Automated colour control on a waterless Koenig & Bauer (K&B) Cortina press seemed like future music for the time being. But K&B and Q.I. Press Controls (QIPC), together with Coldset Printing Partners, have started a project to integrate the IDS-3D system for automatic colour control in the already highly sophisticated press. During the K&B Cortina User Workshop on Wednesday 25 September, QIPC presented the revolutionary system and the first results at the Coldset Printing Partners printing facility in Paal-Beringen, Belgium.

Even higher degree of automation
"Just like an airplane pilot wants his plane to fly on autopilot as much as possible, we try to have our presses to print on autopilot as much as possible as well. Pascal Coenen, Head of Technical Services at Coldset Printing Partners discusses the justified question why someone would like the K&B Cortina, a press that is already highly automated, to work even more autonomously: "We want the level of automation to be as high as possible".
The printer as supervisor
This high degree of automation entails a number of advantages that are very important to Coldset Printing Partners. "The increased consistency in the printed matter is worth a lot to us," says Pascal Coenen. "Think, for example, of small colour differences in logos. This is highly undesirable, but more difficult to ensure without automatic colour control. In addition, we want to make the work of our printers as pleasant as possible; we really see them as supervisors of the system." Erwin van Rossem, Director of Global Sales & Marketing at QIPC, also notes that the error rate at the KBA Cortina press is smaller, especially because it is such a sophisticated machine. "The smallest changes in variables can have an impact on the printed product.

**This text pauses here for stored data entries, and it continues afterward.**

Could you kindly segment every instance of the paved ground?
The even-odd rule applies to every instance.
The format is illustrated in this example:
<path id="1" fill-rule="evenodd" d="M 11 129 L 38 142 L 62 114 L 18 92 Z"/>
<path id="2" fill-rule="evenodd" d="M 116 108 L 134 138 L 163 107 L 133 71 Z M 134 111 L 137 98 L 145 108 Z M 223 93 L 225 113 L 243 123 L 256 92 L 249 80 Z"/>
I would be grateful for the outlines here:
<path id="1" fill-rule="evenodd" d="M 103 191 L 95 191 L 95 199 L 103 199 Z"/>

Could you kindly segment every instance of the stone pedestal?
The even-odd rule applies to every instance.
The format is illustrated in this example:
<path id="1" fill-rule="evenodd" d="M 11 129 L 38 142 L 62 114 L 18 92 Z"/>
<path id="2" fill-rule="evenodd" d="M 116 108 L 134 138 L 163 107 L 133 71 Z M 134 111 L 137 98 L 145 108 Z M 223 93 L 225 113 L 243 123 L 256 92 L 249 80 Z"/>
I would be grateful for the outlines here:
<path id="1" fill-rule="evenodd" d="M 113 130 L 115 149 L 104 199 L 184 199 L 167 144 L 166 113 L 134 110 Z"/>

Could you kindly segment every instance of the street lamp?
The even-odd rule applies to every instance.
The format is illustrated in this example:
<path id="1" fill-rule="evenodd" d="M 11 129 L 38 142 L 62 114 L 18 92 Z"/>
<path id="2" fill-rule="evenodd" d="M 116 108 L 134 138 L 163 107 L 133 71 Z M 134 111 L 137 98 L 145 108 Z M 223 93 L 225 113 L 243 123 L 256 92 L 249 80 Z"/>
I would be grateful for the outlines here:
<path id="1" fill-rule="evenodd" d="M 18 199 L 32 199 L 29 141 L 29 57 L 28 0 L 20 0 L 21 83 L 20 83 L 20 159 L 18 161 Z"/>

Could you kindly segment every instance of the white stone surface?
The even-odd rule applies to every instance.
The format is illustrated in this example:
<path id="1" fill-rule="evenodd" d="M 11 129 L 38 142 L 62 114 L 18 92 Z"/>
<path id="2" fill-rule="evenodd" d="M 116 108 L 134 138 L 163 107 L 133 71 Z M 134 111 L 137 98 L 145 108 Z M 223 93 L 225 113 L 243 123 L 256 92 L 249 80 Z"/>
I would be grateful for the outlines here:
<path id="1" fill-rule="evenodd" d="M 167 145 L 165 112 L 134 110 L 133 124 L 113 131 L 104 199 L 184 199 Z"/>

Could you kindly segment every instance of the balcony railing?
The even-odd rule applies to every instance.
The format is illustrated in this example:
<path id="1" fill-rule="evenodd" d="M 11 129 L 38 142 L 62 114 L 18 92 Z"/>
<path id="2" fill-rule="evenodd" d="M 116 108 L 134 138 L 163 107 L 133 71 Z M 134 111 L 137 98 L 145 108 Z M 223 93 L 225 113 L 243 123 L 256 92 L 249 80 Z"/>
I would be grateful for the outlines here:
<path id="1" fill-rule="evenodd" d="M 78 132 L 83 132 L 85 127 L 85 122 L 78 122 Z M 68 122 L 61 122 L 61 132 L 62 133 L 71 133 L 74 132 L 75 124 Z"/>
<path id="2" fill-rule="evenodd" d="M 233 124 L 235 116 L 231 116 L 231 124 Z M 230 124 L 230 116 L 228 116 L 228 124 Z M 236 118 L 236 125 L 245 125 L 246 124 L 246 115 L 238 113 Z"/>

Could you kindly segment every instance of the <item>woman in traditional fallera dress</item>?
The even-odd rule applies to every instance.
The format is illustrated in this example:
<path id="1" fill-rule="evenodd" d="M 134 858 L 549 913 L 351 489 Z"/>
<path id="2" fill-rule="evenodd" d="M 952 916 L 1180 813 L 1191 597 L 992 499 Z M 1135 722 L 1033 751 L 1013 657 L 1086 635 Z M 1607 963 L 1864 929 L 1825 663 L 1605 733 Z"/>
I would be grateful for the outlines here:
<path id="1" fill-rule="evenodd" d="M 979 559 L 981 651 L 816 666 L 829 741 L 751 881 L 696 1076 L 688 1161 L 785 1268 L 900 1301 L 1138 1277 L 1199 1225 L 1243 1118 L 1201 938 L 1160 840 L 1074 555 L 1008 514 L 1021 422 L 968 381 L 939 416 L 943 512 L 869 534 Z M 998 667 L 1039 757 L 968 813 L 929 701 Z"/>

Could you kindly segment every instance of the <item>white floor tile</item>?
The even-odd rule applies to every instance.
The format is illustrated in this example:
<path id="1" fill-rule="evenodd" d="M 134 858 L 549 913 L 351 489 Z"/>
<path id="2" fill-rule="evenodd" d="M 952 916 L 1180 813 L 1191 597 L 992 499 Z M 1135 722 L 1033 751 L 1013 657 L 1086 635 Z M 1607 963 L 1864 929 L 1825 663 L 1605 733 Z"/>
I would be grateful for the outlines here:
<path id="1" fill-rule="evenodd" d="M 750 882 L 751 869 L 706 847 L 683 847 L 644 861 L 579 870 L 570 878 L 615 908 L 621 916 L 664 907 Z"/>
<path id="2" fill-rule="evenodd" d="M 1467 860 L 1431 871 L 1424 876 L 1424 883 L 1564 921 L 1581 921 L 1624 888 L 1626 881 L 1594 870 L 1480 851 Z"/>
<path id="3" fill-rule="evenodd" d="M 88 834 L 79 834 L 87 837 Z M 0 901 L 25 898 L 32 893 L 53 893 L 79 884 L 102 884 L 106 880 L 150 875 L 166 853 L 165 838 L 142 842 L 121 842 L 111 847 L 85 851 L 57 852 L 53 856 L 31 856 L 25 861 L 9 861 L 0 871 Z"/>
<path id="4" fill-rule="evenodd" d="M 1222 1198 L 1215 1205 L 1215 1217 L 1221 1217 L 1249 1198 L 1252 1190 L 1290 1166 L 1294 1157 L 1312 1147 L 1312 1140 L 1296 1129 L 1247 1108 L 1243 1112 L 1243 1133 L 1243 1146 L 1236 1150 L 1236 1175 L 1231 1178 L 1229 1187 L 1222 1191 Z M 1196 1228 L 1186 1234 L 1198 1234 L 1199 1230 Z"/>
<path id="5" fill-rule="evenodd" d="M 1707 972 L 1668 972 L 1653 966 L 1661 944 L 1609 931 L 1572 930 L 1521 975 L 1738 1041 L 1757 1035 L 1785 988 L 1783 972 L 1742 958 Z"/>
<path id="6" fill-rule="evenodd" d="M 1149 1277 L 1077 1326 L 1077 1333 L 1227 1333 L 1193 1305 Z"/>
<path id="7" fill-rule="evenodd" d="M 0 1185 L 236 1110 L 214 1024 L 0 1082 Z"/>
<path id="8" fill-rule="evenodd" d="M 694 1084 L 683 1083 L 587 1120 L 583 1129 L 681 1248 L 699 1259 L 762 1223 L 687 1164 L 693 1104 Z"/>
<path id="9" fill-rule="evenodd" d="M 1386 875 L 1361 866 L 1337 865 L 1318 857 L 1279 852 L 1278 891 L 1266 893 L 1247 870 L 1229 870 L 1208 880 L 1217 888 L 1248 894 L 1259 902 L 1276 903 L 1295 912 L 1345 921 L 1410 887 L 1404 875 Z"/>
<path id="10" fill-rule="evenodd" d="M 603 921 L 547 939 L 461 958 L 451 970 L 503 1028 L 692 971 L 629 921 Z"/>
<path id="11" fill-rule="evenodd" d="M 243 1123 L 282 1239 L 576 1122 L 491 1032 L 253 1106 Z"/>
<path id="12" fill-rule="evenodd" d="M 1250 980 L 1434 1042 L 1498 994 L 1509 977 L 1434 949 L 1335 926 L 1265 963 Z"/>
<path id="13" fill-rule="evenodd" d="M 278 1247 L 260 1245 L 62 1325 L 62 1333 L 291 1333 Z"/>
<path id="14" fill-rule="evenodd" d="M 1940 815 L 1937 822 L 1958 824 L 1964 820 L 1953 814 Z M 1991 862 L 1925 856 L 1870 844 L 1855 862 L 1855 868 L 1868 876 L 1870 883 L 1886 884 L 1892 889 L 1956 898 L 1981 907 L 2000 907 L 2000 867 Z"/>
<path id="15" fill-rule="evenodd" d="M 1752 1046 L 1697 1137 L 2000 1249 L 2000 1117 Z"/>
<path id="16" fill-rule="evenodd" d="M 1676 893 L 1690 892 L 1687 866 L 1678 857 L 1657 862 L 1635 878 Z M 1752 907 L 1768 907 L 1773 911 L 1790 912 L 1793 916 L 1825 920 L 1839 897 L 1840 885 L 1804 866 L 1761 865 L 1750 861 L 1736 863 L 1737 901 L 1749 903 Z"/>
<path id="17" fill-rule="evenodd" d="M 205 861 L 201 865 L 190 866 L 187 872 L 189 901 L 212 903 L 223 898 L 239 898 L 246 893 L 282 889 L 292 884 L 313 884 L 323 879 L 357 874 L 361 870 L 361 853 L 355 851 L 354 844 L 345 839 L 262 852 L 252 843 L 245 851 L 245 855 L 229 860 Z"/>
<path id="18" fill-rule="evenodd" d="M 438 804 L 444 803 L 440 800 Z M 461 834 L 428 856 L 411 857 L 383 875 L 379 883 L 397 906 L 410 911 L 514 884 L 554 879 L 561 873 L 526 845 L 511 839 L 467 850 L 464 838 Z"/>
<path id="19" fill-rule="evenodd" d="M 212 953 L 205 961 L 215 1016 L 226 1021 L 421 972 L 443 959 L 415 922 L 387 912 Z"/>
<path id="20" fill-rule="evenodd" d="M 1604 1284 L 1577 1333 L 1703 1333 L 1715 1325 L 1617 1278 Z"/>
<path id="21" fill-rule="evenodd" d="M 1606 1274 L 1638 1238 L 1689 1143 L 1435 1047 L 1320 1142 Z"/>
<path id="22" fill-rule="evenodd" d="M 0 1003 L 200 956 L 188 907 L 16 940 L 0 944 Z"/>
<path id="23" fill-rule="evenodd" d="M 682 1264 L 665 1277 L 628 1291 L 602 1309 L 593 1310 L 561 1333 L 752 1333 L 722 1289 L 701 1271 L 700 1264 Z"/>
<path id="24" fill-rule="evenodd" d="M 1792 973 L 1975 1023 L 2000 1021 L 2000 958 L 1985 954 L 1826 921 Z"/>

You want to measure such a process as accurately as possible."
Adjusting, fine-tuning and adaption
During the K&B Cortina User Workshop, the system, which is currently being further optimised, was presented. The optimisation and integration project is progressing very well, says Pascal Coenen: "The cooperation between the three parties is a real showcase. It is clear that everyone is trying to bring this product onto the market in the best possible way. From the start, the discussions went well, a completely new interface was developed in a short period of time and the installation was completed within two weeks. Now it’s a matter of adjustment, fine-tuning and adaption."
Potential is there
The system is expected to be fully operational by the end of October or early November. "The attendees at our print facility have already been able to see the potential of the system," concludes Pascal Coenen. Erwin van Rossem adds: "I am confident that this development will trigger the enthusiasm of other Cortina users and convince them that automatic colour control does have an added value and maximizes the potential of the machine".